I'm going to be quickly going through sort of just some tools and
theories for mechanistic interpretability that come from the field of causality,
specifically causal abstraction. There's a bunch of people I work with.
First, I'm gonna start just talking about a sort of framework for thinking about mechanistic interpretability.
So you have a lot of different systems in the world that are densely
connected with many different microvariables and it makes them difficult to understand and manipulate.
So this might be like the weather like a hurricane or the brain or an artificial neural network.
And something that unifies all of these phenomena in an interesting way is that
the task of trying to understand them is really the task of trying to faithfully simplify or
aggregate a lot of different microvariables into macrovariables that
describe a simple sort of high level process that is a faithful description of the
underlying complicated low-level system.
So the general framework for thinking about this for mechanistic interpretability is we can
represent both the dynamical system of a neural network at the low level.
And our intuitive algorithmic hypotheses about how neural networks carry out the behaviors they do.
Both of these can be represented as causal models.
And then we can understand the notion of implementing some sort of abstract algorithm
with the theory of causal abstraction.
And then to sort of go in and verify whether or not our hypotheses are correct or the
degree to which they are correct, we can do intervention experiments.
So here are a couple of hot takes. I pretty much think mechanistic interpretability as a whole...
everything in it can be understood within the framework of causal abstraction.
Probes, visualizations, and certain types of feature attributions are not really
gonna identify the mechanisms we're looking for. And we really need to develop benchmarks
so we can start actually hill climbing and understanding what success looks like in mechanistic interpretability.
Alright. The next part is uncovering interpretable causal structure.
We're gonna state some sort of hypothesis about how a model is solving a task.
Then we're going to find some alignment between the variables in this high level model
and then representations in the neural network.
And then we perform interchange interventions on the high level model and the low level model.
And then we see whether they have the same behavior.
What is an interchange intervention?
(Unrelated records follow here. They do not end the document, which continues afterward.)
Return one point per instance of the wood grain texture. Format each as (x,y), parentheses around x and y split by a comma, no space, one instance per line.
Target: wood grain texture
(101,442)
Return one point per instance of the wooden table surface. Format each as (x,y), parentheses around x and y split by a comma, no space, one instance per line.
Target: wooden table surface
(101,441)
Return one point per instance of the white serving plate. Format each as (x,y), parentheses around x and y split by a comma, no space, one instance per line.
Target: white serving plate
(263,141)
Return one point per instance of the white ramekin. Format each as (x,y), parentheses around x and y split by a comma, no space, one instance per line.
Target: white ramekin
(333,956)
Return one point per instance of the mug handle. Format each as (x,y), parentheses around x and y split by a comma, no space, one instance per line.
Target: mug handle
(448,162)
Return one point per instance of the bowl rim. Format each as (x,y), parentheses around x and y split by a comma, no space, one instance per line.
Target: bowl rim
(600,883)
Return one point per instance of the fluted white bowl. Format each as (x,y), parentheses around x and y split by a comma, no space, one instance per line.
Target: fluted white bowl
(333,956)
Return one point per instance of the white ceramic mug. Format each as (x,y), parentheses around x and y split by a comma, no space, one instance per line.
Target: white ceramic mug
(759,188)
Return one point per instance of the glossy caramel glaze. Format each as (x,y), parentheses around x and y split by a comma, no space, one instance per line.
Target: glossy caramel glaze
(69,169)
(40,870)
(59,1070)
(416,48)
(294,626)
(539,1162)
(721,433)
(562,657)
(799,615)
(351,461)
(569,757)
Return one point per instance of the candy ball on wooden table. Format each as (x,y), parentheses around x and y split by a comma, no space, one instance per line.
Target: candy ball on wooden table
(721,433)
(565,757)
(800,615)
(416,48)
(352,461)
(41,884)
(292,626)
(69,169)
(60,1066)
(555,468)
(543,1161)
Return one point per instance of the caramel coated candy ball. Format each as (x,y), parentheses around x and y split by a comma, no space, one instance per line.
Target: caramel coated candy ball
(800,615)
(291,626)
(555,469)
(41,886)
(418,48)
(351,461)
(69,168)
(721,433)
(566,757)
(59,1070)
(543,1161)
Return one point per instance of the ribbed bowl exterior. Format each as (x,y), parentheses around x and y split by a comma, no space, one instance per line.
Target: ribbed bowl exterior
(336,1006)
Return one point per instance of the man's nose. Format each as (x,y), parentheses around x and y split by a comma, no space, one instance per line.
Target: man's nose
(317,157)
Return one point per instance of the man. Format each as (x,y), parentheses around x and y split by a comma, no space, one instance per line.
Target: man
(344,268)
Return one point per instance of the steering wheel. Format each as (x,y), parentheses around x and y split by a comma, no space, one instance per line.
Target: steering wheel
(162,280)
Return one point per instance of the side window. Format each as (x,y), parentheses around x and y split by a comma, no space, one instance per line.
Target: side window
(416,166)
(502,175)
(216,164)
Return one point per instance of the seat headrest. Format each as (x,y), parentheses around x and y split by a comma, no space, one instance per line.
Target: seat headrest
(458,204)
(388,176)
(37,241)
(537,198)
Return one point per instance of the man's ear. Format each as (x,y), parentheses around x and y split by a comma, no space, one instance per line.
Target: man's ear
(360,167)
You also might know it as activation patching.
It's just an intervention that's going to take some representation and then set it to be the
value it would take if a different input were provided.
Crucially, here, different from activation steering or sort of jittering perturbations
- as those are other interventions -
we are considering interventions that are setting representations to be values that they
actually take on for some real input that is being provided into the network.
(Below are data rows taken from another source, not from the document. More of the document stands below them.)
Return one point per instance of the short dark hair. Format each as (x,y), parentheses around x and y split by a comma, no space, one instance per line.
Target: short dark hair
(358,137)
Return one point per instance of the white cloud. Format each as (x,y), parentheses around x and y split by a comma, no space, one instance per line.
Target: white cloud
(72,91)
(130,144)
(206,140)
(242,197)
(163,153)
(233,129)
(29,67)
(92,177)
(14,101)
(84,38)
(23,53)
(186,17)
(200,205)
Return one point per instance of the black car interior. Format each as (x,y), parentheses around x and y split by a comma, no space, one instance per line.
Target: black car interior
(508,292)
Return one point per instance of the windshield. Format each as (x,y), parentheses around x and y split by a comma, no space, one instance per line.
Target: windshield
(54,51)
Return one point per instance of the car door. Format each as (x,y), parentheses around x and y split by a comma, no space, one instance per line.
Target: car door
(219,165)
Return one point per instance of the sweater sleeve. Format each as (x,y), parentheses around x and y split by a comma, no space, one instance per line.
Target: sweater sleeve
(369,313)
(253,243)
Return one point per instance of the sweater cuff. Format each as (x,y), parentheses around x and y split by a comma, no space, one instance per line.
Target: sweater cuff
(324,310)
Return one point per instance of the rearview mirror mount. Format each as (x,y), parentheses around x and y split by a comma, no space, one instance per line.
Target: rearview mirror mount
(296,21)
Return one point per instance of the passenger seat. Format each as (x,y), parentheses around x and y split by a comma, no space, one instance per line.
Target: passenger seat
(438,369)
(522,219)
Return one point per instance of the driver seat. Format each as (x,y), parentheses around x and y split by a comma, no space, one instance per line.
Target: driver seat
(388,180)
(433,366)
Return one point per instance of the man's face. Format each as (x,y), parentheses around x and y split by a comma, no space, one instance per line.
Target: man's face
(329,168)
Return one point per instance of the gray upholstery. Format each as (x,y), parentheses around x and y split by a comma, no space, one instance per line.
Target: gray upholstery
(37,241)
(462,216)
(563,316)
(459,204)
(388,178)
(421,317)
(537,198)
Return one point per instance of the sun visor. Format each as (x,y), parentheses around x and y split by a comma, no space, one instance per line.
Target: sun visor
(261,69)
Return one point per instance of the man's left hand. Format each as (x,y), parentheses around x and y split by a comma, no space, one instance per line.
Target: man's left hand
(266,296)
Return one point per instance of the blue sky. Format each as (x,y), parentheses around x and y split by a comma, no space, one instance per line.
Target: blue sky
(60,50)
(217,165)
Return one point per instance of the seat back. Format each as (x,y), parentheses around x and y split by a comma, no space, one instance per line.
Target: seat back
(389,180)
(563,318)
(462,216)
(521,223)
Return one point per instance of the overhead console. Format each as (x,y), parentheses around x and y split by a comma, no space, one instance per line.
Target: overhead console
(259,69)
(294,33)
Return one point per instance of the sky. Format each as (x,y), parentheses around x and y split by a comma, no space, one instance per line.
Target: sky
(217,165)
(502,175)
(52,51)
Here, you can see on the top half, we have a high level model,
we do an interchange intervention, a low level model,
we do an interchange intervention, and then we go and see whether or not the neural network is
actually matching the behavior of our simple high level model.
We did this on some complicated natural language inference tasks - has some crazy tree structure like this.
This was the sort of alignment we found. We also very recently started generalizing this.
We can think about linear subspaces rather than individual neurons or vector representations.
And so the crucial step here is that rather than just doing an interchange intervention - where we do an
intervention setting some neurons to take on values they would have for another input -
we instead are rotating a representation, doing an interchange intervention in a new non-standard coordinate basis,
then rotating back to get to the original space. This allows us to target linear representations or linear subspaces rather than
basis aligned neurons or vector representations. It's a very crucial generalization of our method and it also allows us so start learning the alignments
between high level models and low level models using stochastic gradient descent,
which has really transformed how we're approaching this problem of interpreting networks
because we can actually automatically, with gradient descent, look for where a high level
variable is being stored in a low level representation.
And then inducing interpretable causal structure. So the cool thing about doing this is in the sort of analysis mode,
you just do an intervention on the high level model,
do an intervention on the low level model and then see whether they have the same sort of output.
But you can also just use this as a training signal as well, where you use a high level model.
And then you say I want these variables to be located in these representations...
And then you just do gradient updates to the low level neural network, and you can train it
to localize pieces of information in different parts of the network.
We - here's a visual for this - did it on some complicated MNIST task.
We also did it in this little agent dude running around. We used it for model distillation - works very well and we also used it to
start doing estimation of how networks would behave under counterfactuals.
And that's my time. Thanks so much.